In the non-therapy, non-anxious-to-get-home aspects of my life, I’ve been running a lot and this past Friday afternoon I ran 3 miles for time and, shockingly, ran the distance in 25:51! I had no idea I could do that, so that was pretty cool! That night I went to the Gallera, which is Tena’s discoteca, to see an all-girl group of Vallenato singers from Colombia (Vallenato, I learned that night, is a style of music that is usually sad and romantic, though it didn’t sound all that mournful to me). As usual, since there were drunk Ecuadorian and Colombian men around, I got hit on a little bit. And by “a little bit,” I mean that one guy told me that his dream in life was to be with a North American women, two more “jokingly” called Gaby their future mothers-in-law, and a fourth guy, this fat 40-something who I used to (until Friday) wave to on the track when I ran, couldn’t take the hint to leave me alone. Thank goodness Gaby played wingman for me with him. If there is one thing I won’t miss about Ecuador, it is the machismo.
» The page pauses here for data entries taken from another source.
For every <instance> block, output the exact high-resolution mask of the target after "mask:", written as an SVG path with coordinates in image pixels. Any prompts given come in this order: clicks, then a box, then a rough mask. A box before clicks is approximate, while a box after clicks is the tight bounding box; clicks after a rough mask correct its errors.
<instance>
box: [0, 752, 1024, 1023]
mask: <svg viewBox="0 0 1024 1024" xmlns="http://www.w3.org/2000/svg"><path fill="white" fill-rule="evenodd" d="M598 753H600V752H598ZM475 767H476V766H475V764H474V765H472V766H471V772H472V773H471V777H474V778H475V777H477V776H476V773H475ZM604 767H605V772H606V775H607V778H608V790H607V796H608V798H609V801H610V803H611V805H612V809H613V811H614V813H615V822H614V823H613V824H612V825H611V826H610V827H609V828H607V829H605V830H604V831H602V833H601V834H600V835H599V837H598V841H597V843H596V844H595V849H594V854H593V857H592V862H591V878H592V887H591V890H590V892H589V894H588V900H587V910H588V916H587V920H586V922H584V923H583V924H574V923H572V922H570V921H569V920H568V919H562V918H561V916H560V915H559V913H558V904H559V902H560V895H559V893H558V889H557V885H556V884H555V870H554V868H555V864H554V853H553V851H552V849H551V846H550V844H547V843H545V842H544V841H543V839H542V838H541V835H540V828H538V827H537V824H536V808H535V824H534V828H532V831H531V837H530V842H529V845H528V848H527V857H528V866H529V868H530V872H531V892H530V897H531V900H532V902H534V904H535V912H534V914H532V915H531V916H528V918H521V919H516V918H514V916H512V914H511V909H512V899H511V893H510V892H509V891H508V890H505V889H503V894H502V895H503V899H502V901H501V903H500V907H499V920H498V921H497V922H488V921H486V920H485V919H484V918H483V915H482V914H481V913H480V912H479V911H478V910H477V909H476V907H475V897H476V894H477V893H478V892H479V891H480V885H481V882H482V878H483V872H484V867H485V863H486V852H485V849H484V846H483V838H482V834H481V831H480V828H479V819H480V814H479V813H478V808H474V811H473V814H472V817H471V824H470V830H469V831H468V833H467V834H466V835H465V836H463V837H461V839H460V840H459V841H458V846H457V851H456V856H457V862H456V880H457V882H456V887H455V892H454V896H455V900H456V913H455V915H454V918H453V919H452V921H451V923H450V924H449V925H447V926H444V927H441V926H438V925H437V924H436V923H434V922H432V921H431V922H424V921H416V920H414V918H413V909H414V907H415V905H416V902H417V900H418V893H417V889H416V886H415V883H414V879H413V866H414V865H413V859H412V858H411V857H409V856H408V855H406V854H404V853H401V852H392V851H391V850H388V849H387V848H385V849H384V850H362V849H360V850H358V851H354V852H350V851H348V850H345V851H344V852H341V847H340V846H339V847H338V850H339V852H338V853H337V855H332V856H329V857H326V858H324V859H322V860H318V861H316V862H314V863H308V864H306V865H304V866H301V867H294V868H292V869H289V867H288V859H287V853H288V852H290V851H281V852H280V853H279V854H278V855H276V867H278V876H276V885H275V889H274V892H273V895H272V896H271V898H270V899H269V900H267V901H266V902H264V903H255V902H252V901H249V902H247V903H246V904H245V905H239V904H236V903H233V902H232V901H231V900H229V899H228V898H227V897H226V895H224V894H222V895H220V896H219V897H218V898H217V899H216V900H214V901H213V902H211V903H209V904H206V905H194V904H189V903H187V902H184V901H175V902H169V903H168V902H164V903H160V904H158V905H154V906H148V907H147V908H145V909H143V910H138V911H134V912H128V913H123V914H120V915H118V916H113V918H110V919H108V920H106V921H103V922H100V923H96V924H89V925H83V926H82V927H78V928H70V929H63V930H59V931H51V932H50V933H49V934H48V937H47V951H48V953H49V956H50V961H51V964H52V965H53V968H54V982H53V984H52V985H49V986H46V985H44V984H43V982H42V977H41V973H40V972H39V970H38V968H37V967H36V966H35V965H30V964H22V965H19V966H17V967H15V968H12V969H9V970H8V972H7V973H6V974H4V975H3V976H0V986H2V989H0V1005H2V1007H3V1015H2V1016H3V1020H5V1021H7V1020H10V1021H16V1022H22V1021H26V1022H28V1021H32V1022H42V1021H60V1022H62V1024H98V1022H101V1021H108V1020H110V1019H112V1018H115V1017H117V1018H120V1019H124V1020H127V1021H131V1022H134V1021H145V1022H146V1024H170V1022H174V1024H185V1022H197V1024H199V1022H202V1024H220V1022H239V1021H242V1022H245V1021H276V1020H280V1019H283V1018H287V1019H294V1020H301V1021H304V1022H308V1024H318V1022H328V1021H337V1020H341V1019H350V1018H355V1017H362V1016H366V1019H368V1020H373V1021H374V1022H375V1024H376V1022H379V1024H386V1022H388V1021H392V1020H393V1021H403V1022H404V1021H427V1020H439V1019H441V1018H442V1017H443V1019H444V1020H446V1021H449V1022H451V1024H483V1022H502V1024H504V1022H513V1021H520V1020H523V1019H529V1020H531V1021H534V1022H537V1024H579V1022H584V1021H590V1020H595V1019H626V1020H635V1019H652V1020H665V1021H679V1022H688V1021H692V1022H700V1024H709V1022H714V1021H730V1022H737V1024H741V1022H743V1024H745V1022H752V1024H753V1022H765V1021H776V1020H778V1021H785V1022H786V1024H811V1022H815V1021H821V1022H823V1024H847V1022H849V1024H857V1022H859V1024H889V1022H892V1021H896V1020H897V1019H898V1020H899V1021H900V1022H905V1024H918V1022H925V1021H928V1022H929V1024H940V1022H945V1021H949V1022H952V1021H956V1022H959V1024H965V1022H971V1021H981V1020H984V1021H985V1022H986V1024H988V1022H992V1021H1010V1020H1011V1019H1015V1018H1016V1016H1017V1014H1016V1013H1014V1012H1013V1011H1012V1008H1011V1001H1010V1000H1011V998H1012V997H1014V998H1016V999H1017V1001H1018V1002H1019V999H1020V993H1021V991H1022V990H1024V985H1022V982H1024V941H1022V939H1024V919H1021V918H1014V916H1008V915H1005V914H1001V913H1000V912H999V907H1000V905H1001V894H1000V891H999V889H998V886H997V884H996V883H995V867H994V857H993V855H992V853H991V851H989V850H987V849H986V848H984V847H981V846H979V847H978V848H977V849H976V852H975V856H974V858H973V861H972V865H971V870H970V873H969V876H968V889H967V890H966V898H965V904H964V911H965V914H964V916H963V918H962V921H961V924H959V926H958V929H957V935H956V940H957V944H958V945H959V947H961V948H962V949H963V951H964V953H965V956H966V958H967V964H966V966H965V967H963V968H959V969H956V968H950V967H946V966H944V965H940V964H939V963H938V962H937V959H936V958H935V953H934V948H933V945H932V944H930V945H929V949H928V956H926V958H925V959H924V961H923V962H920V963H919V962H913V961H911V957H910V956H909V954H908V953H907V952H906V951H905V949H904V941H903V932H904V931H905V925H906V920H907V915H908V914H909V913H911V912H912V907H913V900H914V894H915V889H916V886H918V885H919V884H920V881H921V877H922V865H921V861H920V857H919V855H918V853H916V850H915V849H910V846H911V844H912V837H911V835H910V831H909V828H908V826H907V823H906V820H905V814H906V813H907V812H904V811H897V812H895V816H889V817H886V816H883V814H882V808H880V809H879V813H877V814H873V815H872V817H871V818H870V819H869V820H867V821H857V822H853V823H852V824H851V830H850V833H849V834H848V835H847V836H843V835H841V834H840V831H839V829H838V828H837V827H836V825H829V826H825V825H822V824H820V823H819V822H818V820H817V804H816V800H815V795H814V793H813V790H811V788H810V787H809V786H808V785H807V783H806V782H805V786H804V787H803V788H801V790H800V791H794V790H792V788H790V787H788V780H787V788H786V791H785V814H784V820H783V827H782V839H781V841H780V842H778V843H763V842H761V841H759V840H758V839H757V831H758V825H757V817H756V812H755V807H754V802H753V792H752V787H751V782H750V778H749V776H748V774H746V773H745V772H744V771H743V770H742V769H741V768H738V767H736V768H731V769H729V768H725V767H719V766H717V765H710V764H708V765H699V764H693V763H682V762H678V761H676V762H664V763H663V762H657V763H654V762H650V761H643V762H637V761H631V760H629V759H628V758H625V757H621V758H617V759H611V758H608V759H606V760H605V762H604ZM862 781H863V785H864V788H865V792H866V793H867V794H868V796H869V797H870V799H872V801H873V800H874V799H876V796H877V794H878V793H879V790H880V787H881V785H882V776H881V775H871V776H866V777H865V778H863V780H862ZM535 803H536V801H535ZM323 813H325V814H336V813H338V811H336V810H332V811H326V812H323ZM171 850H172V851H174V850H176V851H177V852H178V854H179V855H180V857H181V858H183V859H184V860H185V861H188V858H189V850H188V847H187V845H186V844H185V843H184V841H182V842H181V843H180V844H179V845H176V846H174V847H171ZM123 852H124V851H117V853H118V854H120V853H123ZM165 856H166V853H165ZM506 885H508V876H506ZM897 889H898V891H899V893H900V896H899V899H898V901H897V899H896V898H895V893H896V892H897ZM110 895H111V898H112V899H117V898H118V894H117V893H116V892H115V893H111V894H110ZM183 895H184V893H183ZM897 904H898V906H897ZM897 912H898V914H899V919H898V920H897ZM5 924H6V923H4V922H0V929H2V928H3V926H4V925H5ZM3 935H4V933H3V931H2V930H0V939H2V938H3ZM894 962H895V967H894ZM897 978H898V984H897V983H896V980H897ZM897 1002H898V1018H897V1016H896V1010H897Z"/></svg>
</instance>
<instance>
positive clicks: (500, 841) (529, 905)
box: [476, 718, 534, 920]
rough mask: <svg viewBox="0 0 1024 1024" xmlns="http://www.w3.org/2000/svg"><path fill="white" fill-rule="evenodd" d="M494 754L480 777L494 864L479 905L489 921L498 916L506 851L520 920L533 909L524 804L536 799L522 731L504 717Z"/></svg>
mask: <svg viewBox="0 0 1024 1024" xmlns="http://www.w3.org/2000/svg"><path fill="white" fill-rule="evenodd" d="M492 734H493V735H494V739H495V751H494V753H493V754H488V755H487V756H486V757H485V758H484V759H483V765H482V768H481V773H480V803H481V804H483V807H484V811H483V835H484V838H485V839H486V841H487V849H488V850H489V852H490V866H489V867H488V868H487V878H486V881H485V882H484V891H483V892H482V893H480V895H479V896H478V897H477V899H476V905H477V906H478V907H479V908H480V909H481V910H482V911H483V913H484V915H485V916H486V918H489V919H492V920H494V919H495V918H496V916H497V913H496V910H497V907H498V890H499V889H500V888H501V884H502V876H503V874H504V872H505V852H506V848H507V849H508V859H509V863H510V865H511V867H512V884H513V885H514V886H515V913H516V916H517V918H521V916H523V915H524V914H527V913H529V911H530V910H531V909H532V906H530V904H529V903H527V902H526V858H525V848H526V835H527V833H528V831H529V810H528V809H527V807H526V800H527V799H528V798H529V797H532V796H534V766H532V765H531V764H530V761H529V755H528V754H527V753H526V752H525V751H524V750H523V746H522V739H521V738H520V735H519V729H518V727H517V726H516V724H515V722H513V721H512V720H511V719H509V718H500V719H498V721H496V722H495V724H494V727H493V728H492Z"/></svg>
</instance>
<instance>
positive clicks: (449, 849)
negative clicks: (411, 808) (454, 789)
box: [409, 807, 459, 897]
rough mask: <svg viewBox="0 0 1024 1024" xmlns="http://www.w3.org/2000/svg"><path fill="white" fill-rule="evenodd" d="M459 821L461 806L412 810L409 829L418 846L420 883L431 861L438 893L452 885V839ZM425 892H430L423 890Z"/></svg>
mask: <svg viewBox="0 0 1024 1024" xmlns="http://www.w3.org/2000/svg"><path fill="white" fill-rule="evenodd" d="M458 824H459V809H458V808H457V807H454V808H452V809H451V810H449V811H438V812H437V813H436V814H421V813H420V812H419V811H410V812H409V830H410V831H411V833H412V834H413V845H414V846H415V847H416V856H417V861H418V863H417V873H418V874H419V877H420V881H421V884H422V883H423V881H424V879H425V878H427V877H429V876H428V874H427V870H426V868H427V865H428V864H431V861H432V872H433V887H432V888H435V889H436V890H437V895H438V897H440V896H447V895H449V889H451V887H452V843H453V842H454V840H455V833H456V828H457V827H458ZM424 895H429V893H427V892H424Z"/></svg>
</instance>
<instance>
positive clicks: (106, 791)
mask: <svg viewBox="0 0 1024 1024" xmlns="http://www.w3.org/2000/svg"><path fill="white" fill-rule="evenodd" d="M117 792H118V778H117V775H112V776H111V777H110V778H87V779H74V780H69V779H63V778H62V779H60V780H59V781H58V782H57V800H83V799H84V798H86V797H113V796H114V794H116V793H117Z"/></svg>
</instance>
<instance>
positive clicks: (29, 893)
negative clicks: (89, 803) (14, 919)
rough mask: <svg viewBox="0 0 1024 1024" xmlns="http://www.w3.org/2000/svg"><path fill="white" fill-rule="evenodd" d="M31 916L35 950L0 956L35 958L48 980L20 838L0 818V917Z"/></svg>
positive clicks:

I did start feeling some premature nostalgia at the concert though, knowing that in two weeks good Latin music won’t be found at the local bar for a four dollar cover that includes a drink, but will instead be something I’ll have to seek out on special occasions. I was surprised at myself in a happy way, because these days I mostly can’t wait to hop on a plane and get back to Minnesota.
Anyway, this is getting pretty long and I’ve got a date to chat with Zach on Skype, so I’m going to get going. As always, if you want to chat with me send me an email, though I suppose you could also wait approximately 12 days and 22 hours to do it in person. Ciao!